I am trying to understand the cross site script inclusion. i have read the paper of sebastian lekeis (click here for paper and slide and video link) and got some idea about it. Here detecting dynamic javascript is a part of the methodology and I have some confusion here.
What exactly it means by dynamic javascript detection. Here it is told that the same script file would be requested twice. one with authentication and another without. but my confusion is if I request suppose script.js file twice how can it will differ. The server will always send the file with the same line of codes. isn't it..??
After getting the script file the browser will execute the file and when it is finished then it may differ from one to another.
suppose,
$http.get("home/GetInfo", function(response){
$scope.userName = response;
});
here $scope.userName value may differ but the script file will remain same.

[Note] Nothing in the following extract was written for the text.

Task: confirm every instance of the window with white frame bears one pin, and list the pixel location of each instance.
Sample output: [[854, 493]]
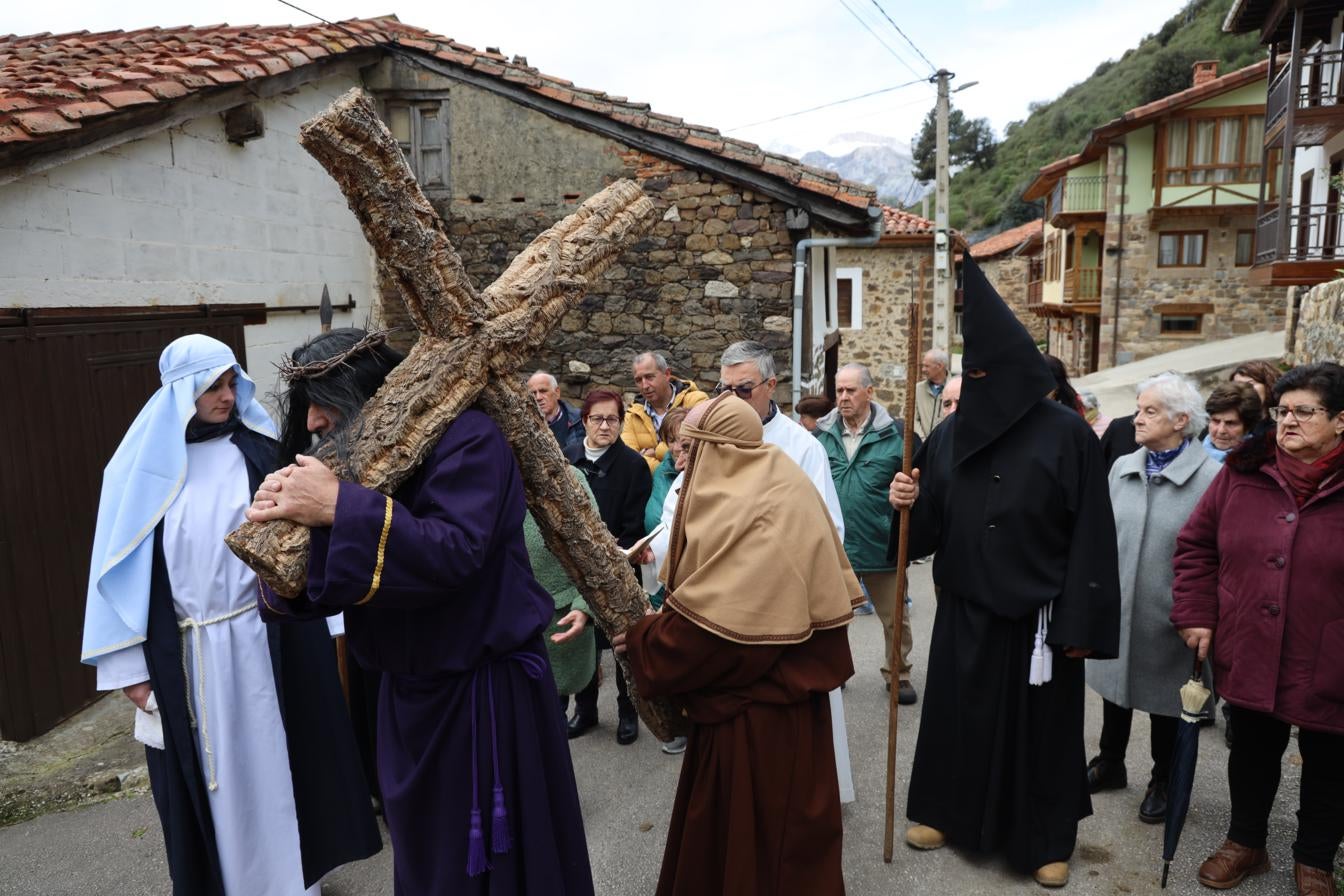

What's wrong in my understanding..?
Dynamic JavaScript would be where the script file is processed by the server to insert values based on cookies etc, before it's sent to the client. This is sometimes used to pass some initial data to the client.
So the script file contents might be like:
sessionId = "<%= getSessionId() %>";
$http.get("home/GetInfo?sessionId="+sessionId, function(response){
$scope.userName = response;
});
and when requesting it, you get something like:
sessionId = "d8e8fca2dc0f896fd7cb4cb0031ba249";
$http.get("home/GetInfo?sessionId="+sessionId, function(response){
$scope.userName = response;
});
The sessionId literal would be different each time the script's requested, which when detected shows that dynamic JavaScript was used.